Some were cursed by bad luck, Ciara Neville travelling to Glasgow and unable to line up for the 60m after falling ill the day before her heat, while others turned in performances they could only explain as inexplicable.

But such experiences can embolden athletes, once they set off for some self- reflection.

In that sense they had athletes to look to in Mageean and English for guidance.

After all, it’s only two years since Mageean’s career seemed to be cascading downhill, but after a cluster of poor championship showings she upped sticks from Dublin to train in Manchester under coach Steve Vernon. The truth is, it’s hard to beat professionals when all your training is done with amateurs.

It’s only seven months since English stood in Berlin’s Olympic Stadium looking a lost cause after exiting his European 800m heat with his worst ever major championships showing.

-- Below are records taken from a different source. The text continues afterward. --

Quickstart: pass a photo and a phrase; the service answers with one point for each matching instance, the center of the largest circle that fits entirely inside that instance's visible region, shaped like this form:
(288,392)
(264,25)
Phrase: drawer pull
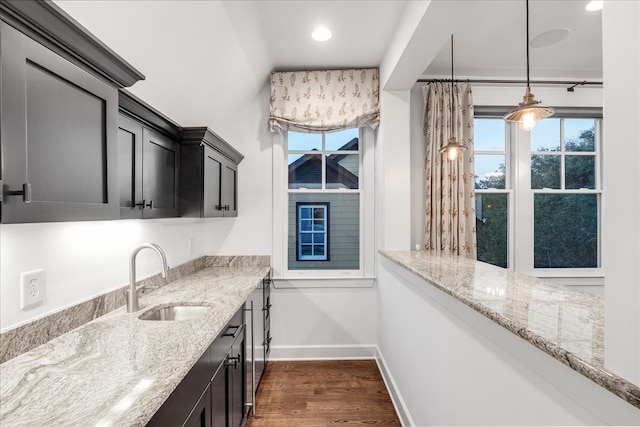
(25,192)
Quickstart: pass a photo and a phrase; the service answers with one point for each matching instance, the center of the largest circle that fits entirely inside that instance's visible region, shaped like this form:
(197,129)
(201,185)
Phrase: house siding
(344,231)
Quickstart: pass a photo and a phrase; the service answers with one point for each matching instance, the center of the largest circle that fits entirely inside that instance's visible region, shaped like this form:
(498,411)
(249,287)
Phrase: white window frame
(282,276)
(509,181)
(521,202)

He made no excuses for it — even though he had his reasons — then in the off- season he quietly committed to rooting out his physical issues. He travelled to Manchester for a rigorous biomechanical analysis and committed to a gym programme that saw him re-emerge this year with his health — and his speed — restored.

Not everyone has the talent of English or Mageean, of course, but it’s that ability to harness past disappointment into future drive, to take their beating and come back stronger, to resolve to be better tomorrow than they were today, that now defines their careers. It’s one all athletes, all people, could learn from.